The Supremes handed down their decision in McDonald v. Chicago today. This case follows D.C. v. Heller, in which the Supreme Court held a city ordinance banning the possession of firearms violated the right to keep and bear arms expressed in the Second Amendment to the Constitution. The Heller decision was limited, though, in that it only dealt with a firearms ban that was in place under Federal government authority, since it dealt with the District of Columbia.
Once the Heller decision was filed, a number of challenges to various ordinances limiting or banning firearms were made. The Second Circuit Court of Appeals, in a decision signed by now-Justice Sotomayor, held that the Second Amendment did not apply to the states. The Ninth Circuit, in a decision which has been referred for en banc review (which is on hold pending the word from the Supremes in McDonald), held that the Second Amendment did apply to the states, as it dealt with a fundamental right (I talked about it here).
Right now, the decision only appears to be available as a 214 page pdf. So, most importantly, the Supreme Court has ruled that the Second Amendment does prohibit state and local governments from restricting the right to keep and bear arms (too much). The decision is 5-4, with the Opinion of the Court written by Justice Alito and Justice Thomas concurring in part and concurring in the judgment. Justice Stevens dissented (no surprise) and Justice Breyer dissented, joined by Justices Ginsburg and Sotomayor (not really a surprise, either). Lots of meat there, lots to read. I'm sure scholars of Con law are working on analyses right now. In the meantime, the Sullivan Act's progeny are going to cost lots of cities and towns lots of money.
For further reading, but less than the 214 pages of the McDonald decision, Wikipedia has a pretty comprehensive article on the Second Amendment and Court decisions which I'm sure someone is updating right now.
Well, having read the opinion of the Court, the concurrences, and one dissent, I'll add a couple of things.
First, there is a fair bit in here for attorneys who will argue as to the continuing validity of various restrictions on firearm ownership. On page 26 of the Slip Opinion, the Court cites to language from Heller describing handguns as being protected as they are the weapon of choice for self defense. On page 39, the Court describes the "central holding" of the Heller decision as "...the Second Amendment protects a personal right to keep and bear arms for lawful purposes, most notably for self-defense within the home." I predict this language will be cited in response to any argument that restrictions on automatic weapons, any long guns (including short barreled shotguns), nunchucks, switchblades, or suppressed firearms is unconstitutional. As the Supreme Court has held that the right preceding and underlying the Second Amendment is that of self-defense, only "undue" restrictions on weapons that are both "preferred" (which, likely, will mean in common use today) and "suitable" (which, likely, will mean whatever a given judge decides) for self defense will be overturned. Want a Remington 1100 chopped off right in front of the gas port and loaded with buckshot to protect the homestead? Don't hold your breath. This conclusion is reinforced by the plurality's admonition (p. 45) that it is important to keep in mind that Heller held a right to keep and bear arms is not "a right to keep and carry any weapon whatsoever in any manner whatsoever and for whatever purpose".
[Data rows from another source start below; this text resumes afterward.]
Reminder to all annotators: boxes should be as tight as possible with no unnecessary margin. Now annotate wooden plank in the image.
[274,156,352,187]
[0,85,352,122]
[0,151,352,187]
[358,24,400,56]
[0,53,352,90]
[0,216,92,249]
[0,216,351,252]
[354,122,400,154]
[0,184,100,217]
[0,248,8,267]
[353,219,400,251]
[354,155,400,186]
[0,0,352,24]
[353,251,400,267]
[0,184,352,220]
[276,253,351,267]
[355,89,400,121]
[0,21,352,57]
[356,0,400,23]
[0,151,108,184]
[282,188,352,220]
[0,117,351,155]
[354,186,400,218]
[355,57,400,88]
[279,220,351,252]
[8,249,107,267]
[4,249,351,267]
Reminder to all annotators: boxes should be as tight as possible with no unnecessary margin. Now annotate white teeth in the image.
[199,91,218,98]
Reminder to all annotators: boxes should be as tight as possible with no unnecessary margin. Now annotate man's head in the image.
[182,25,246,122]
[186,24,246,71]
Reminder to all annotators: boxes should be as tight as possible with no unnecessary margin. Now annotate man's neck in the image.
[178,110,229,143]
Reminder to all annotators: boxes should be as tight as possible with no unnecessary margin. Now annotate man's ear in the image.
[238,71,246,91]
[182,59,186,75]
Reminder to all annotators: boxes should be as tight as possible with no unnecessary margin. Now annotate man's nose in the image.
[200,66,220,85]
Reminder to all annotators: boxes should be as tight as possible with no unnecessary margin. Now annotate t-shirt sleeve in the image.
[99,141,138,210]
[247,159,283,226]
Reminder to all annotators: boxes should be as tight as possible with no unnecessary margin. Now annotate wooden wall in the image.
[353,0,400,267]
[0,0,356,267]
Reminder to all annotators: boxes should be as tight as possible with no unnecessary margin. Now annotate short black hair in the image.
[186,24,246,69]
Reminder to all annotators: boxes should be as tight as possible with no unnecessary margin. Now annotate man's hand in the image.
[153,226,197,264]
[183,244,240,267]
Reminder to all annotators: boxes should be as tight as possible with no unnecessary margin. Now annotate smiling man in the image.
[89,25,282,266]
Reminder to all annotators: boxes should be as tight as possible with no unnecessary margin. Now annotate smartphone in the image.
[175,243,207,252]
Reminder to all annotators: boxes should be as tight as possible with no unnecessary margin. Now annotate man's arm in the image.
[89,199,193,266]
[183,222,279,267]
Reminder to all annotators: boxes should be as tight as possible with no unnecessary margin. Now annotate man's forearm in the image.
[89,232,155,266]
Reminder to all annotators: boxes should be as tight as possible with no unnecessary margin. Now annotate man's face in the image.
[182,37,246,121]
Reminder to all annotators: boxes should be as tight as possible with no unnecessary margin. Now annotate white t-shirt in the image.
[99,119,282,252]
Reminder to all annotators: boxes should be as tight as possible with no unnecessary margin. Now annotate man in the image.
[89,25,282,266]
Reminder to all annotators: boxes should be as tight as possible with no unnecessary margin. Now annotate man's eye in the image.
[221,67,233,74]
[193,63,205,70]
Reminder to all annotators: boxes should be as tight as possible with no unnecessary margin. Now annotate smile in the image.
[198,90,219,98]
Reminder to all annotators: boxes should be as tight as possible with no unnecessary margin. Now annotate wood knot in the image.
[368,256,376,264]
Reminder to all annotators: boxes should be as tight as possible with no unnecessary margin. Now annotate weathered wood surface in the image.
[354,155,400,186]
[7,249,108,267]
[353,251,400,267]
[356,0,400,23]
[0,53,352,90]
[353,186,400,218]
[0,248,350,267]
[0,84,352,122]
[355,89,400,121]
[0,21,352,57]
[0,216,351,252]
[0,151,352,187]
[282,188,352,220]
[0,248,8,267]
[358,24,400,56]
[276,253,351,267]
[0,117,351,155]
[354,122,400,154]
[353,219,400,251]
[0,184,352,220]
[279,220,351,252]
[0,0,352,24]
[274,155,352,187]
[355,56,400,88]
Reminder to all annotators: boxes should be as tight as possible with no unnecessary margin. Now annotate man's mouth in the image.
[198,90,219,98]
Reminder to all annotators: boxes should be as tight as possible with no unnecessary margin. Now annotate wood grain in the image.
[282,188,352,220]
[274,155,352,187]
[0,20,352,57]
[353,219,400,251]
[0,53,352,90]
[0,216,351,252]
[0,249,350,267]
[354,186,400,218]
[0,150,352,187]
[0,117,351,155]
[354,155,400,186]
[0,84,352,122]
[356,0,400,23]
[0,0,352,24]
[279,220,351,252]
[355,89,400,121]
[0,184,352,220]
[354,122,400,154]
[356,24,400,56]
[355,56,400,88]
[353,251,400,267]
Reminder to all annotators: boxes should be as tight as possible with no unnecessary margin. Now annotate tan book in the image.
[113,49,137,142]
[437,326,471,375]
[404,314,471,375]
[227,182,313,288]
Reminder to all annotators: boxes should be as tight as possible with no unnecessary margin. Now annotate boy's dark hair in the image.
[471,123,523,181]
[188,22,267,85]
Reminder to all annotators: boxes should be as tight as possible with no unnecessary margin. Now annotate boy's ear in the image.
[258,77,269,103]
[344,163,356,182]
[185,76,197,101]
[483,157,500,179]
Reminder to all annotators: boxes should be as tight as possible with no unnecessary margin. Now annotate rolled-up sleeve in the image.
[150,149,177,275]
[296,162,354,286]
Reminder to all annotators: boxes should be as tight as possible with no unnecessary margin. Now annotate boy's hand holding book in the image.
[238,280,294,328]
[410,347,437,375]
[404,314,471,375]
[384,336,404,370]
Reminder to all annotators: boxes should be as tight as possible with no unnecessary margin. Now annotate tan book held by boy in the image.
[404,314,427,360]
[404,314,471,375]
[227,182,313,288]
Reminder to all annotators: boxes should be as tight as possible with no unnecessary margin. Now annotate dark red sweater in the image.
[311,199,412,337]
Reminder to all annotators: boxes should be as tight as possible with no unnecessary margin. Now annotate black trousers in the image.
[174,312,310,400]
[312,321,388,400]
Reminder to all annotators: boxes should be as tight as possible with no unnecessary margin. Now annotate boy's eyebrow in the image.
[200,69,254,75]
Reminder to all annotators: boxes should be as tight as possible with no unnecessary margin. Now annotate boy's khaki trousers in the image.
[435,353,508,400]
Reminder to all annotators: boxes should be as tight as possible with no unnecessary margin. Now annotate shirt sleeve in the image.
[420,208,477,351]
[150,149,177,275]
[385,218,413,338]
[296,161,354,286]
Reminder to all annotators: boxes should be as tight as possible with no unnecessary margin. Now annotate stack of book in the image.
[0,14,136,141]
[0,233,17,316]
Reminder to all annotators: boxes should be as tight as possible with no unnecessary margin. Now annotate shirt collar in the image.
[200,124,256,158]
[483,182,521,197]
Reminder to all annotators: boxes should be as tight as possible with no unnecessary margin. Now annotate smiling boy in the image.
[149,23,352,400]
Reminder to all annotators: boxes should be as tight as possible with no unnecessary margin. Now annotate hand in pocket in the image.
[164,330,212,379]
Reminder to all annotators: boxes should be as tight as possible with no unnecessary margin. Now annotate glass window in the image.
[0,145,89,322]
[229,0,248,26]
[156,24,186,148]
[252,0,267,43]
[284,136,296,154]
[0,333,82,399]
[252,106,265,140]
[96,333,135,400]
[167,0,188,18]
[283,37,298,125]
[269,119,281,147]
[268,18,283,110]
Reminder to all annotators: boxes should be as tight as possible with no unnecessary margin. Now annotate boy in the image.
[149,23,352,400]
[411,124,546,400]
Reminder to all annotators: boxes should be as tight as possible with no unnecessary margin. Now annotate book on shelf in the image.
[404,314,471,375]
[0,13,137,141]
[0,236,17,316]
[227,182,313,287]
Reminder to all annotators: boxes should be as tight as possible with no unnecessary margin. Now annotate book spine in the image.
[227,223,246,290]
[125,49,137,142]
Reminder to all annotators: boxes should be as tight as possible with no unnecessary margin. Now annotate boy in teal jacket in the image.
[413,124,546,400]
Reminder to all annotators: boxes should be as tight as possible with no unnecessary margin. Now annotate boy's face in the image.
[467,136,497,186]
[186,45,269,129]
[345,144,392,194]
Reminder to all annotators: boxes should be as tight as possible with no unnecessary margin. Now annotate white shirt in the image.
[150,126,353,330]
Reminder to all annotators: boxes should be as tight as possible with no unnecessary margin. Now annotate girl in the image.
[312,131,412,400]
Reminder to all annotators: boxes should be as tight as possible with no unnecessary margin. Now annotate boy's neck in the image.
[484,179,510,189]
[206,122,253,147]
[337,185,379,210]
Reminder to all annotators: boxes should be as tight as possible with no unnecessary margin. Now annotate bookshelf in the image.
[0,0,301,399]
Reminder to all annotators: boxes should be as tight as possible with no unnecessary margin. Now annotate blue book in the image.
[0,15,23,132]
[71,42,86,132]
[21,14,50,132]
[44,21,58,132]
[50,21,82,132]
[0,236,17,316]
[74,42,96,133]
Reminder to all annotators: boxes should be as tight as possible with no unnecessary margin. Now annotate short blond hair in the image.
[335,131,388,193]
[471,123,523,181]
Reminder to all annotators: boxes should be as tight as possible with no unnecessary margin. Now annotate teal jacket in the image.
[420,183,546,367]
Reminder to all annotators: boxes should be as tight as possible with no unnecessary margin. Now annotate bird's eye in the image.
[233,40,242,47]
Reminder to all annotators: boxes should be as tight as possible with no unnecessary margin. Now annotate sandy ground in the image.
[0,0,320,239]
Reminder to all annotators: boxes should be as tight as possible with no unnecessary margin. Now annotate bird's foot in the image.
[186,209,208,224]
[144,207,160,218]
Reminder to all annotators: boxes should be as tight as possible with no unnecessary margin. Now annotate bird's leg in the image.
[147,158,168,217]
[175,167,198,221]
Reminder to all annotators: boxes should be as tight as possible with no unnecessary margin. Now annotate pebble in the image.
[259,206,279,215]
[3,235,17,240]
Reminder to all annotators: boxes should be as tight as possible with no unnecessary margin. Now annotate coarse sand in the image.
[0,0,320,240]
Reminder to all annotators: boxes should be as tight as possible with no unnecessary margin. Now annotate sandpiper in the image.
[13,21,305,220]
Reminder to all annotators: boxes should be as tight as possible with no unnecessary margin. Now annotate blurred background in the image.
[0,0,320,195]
Second, and very good news, is that the Opinion of the Court makes it pretty clear that Justice Breyer's repeated calls for an "interest balancing test" to decide whether given statutes infringe the right to keep and bear arms is, for now, not going to become law. The plurality twice notes, at page 45 of the Slip Op. and again on page 50, that it explicitly rejects such a test and that the majority in Heller did so as well. Combined, that's precedent. Also, the majority characterizes the Second Amendment right as "fundamental". The Seventh Circuit had held in this case that Chicago's handgun ban had a rational basis to a legitimate state interest. The "rational basis" test is less demanding than an "interest balancing" test rejected here. I believe this will only leave lower courts with "strict scrutiny" at the test for evaluating firearms restrictions. So, those restrictions will have to be narrowly tailored to accomplish a compelling governmental interest and must, in addition, be the least restrictive means of accomplishing that interest. While this is good news, you have to keep in mind that the limitations inherent in the right being protected as described just above. Great news for the folks in DC still trying to get handguns in the face of persistent foot dragging by the city government, though.
Justice Scalia's concurrance is a fairly vituperative calling out of Justice Stevens' dissent and political philosophy, I'd speculate that the tone would be a little different if Stevens was staying on the bench. Interesting read, depending upon your definition of interesting.
P. 67 of the Slip Op.- Justice Thomas' dissent- A great (from an originalist perspective) treatise on the doctrines of selective incorporation, the Privileges and Immunities Clause of the 14th Amendment, and the 14th Amendment in general. Most legal textbooks are less informative. Personally, I think his argument that the Second Amendment applies against the states due to the Privileges and Immunities clause is logically and legally unassailable, despite the hundred and thirty years of (bad) decisions stemming from the Slaughterhouse Cases (which are a fine example of authority justifying its conclusion by tautology) and Cruikshank.